Spring Prism supports person-name detection through the optional prism-extensions-nlp module. If you choose backend=opennlp or backend=hybrid, you must provide a readable OpenNLP TokenNameFinderModel.

This guide shows the practical deployment path.

When you need this

You need a model only when:

  • spring.prism.extensions.nlp.enabled=true
  • and spring.prism.extensions.nlp.backend=opennlp or hybrid

You do not need a model for:

  • backend=heuristic

That makes heuristic the best first step when a team wants zero-friction rollout.

For English person names, a common starting point is the OpenNLP person name finder model:

  • file name: en-ner-person.bin

Treat the model as an internal deployment artifact, not as an ad-hoc local file copied around by hand.

Quick download helper

Spring Prism now ships small helper scripts that download the recommended OpenNLP model into the benchmark-friendly local path:

  • Windows CMD:
scripts\download-nlp-model.cmd
  • Unix-like shells:
./scripts/download-nlp-model.sh

Default target path:

prism-benchmarks/models/en-ner-person.bin

You can also pass a custom folder path as the first argument to either script.

Supported resource styles

Spring Prism reads the model through spring.prism.extensions.nlp.model-resource, so the model can be delivered as:

  • classpath:/models/en-ner-person.bin
  • file:/opt/spring-prism/models/en-ner-person.bin
  • another Spring Resource location that is readable at startup

Fastest local-development path

Place the model in your application resources:

src/main/resources/models/en-ner-person.bin

Then configure:

spring:
prism:
extensions:
nlp:
enabled: true
backend: hybrid
model-resource: classpath:/models/en-ner-person.bin

This is the easiest path for local development, demos, and small controlled deployments.

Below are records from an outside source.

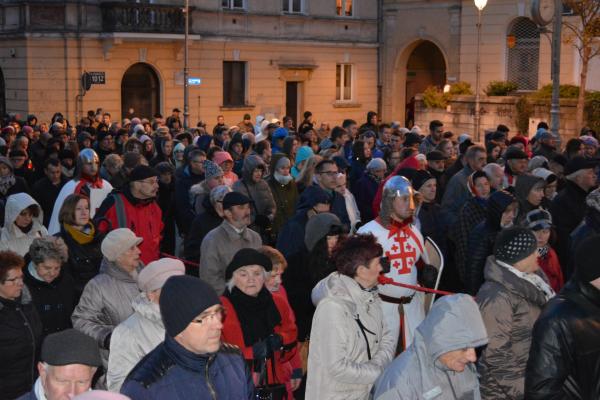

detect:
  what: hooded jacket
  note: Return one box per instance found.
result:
[231,155,276,223]
[373,294,488,400]
[106,292,165,392]
[477,257,546,400]
[0,193,48,256]
[306,272,395,400]
[71,258,141,366]
[0,286,42,399]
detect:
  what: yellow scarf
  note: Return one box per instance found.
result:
[63,223,96,244]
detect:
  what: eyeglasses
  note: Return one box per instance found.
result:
[192,307,226,324]
[4,276,23,285]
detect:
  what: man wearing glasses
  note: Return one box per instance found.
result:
[94,165,164,264]
[121,275,254,400]
[419,119,444,155]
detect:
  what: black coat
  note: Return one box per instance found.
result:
[0,287,42,399]
[31,176,67,226]
[525,278,600,400]
[55,227,104,303]
[550,181,588,279]
[23,266,76,337]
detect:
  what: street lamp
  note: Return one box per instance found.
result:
[183,0,190,129]
[474,0,487,141]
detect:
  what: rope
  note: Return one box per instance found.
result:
[379,275,456,296]
[160,253,200,268]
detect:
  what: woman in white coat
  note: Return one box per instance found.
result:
[0,193,48,257]
[106,258,185,392]
[306,235,395,400]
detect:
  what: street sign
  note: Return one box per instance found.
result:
[88,72,106,85]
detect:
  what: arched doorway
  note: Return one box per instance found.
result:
[0,69,6,118]
[405,40,446,126]
[121,63,160,119]
[506,17,540,90]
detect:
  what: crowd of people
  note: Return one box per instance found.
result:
[0,109,600,400]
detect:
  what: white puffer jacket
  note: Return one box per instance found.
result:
[306,272,395,400]
[106,292,165,392]
[0,193,48,256]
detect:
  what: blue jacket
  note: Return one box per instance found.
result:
[121,336,254,400]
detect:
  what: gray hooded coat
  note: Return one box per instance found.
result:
[373,294,488,400]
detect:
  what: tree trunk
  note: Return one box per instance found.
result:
[575,46,592,135]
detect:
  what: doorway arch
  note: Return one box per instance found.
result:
[121,63,160,119]
[391,39,448,126]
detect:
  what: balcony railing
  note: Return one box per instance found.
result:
[100,2,192,33]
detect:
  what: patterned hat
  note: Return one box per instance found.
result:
[494,227,537,265]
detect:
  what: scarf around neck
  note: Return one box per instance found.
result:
[224,286,281,346]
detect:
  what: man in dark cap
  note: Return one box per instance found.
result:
[19,329,102,400]
[199,192,262,294]
[121,276,254,400]
[525,235,600,400]
[550,156,598,274]
[94,165,164,264]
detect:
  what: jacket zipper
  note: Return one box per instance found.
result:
[18,306,36,385]
[204,357,217,400]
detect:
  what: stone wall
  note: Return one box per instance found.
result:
[415,95,579,143]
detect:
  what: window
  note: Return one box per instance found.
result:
[282,0,304,14]
[221,0,245,10]
[223,61,246,107]
[335,0,353,17]
[335,64,353,101]
[506,17,540,90]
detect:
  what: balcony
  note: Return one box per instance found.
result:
[100,2,192,33]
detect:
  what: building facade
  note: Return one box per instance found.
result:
[0,0,377,125]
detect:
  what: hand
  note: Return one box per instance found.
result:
[417,264,438,289]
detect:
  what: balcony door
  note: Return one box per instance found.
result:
[121,63,160,119]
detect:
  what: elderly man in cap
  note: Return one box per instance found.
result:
[71,228,143,374]
[94,165,164,264]
[48,149,113,235]
[106,258,185,392]
[121,276,254,400]
[18,329,102,400]
[199,192,262,294]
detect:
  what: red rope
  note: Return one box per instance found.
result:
[379,275,456,296]
[160,253,200,268]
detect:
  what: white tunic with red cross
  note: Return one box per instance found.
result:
[358,219,428,298]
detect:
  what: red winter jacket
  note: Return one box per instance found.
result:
[221,296,298,386]
[538,247,565,293]
[94,189,164,265]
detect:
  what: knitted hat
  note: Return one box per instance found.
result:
[100,228,144,261]
[574,235,600,282]
[411,169,435,190]
[159,275,221,337]
[525,208,552,231]
[204,160,223,180]
[41,329,102,367]
[494,227,537,265]
[129,165,159,182]
[138,258,185,292]
[304,213,342,251]
[367,158,387,171]
[0,156,15,171]
[225,248,273,280]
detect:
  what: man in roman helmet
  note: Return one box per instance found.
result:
[358,176,433,349]
[48,149,113,235]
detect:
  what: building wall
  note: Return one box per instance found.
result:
[17,39,377,125]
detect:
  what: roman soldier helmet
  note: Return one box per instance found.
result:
[75,149,100,179]
[379,175,418,226]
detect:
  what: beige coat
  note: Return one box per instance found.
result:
[306,272,395,400]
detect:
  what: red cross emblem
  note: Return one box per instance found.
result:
[385,232,417,274]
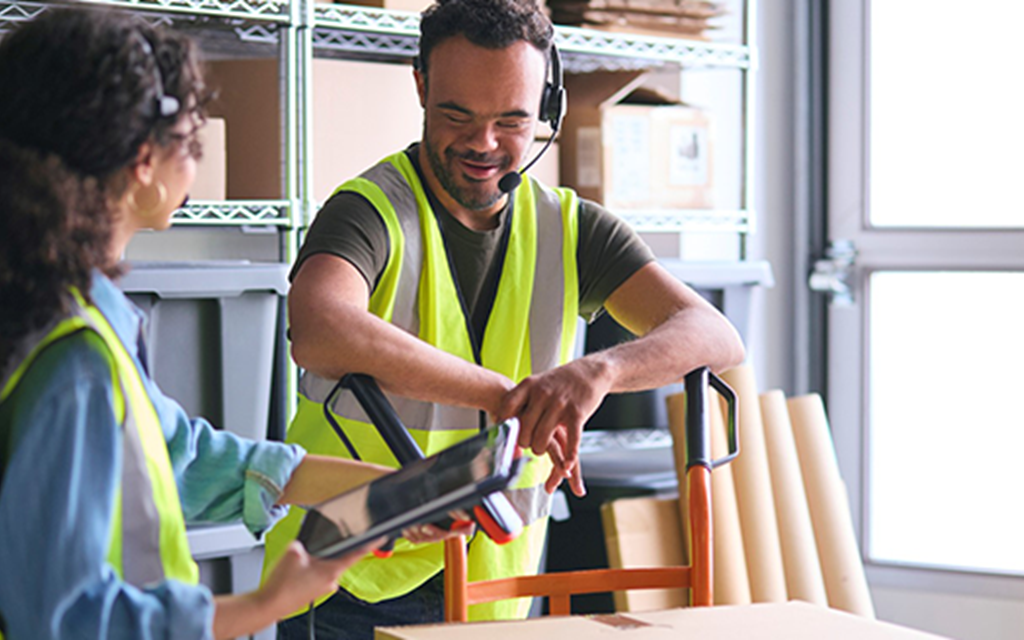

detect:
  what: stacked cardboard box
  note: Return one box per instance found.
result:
[548,0,724,40]
[560,72,714,211]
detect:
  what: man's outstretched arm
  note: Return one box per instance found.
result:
[288,253,513,414]
[499,262,744,494]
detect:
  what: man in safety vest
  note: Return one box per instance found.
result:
[266,0,743,638]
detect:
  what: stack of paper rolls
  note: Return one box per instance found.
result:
[787,394,874,617]
[761,390,828,605]
[722,365,786,602]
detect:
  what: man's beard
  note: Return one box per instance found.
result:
[423,136,512,211]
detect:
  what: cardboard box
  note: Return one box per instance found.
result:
[205,58,559,202]
[188,118,227,200]
[561,72,714,211]
[376,601,941,640]
[208,58,284,200]
[335,0,433,13]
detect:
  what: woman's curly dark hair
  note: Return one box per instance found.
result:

Production deployment path

For multi-node or containerized deployments, prefer an external file path:

spring:
prism:
extensions:
nlp:
enabled: true
backend: hybrid
model-resource: file:${PRISM_NLP_MODEL}

Example environment variable:

export PRISM_NLP_MODEL=/opt/spring-prism/models/en-ner-person.bin

This is the recommended pattern because it lets you:

  • version the model explicitly
  • roll out the same artifact on every node
  • update the model independently from application code
  • avoid accidental classpath drift across environments

Container example

Mount the model into the container and point Spring Prism at the mounted file:

services:
app:
image: your-app:latest
environment:
PRISM_NLP_MODEL: /opt/spring-prism/models/en-ner-person.bin
volumes:
- ./models/en-ner-person.bin:/opt/spring-prism/models/en-ner-person.bin:ro

Spring configuration:

spring:
prism:
extensions:
nlp:
enabled: true
backend: hybrid
model-resource: file:${PRISM_NLP_MODEL}

Validation checklist

Before enabling opennlp or hybrid broadly, verify:

  • every node receives the same model artifact
  • the configured model-resource is readable at startup
  • the application starts cleanly with no NLP model validation error
  • NLP_EXTENSIONS appears in the active rule pack list
  • PERSON_NAME appears in metrics after a representative test
  • domain-specific blocked phrases are tuned for your platform and product names

Benchmark path

If you want to run the NLP benchmarks with a real model, keep the downloaded file at the default location or point the benchmark suite at it explicitly:

mvn -pl prism-benchmarks -am package -DskipTests
java -Dprism.bench.nlpModel=prism-benchmarks/models/en-ner-person.bin \
-jar prism-benchmarks/target/benchmarks.jar NlpBenchmark

To inspect allocation pressure and GC behavior during repeated scans:

java -Dprism.bench.nlpModel=prism-benchmarks/models/en-ner-person.bin \
-jar prism-benchmarks/target/benchmarks.jar NlpBenchmark -prof gc

This is useful for validating:

  • cold OpenNLP model load cost
  • warm repeated OpenNLP detection
  • warm repeated hybrid detection
  • allocation and GC pressure caused by scan-time temporary objects

Failure behavior

Spring Prism intentionally fails fast on startup when:

  • backend=opennlp or backend=hybrid
  • and the configured model resource is missing or unreadable

This is by design. It prevents a deployment from silently running with a weaker NLP posture than the team intended.

Operational advice

  • Start with heuristic if you want the lowest-risk rollout.
  • Promote to hybrid after validating realistic text such as support tickets, CRM notes, or RAG chunks.
  • Keep the model versioned and deployed the same way on every node.
  • Treat blocked phrases and confidence thresholds as part of your normal production tuning.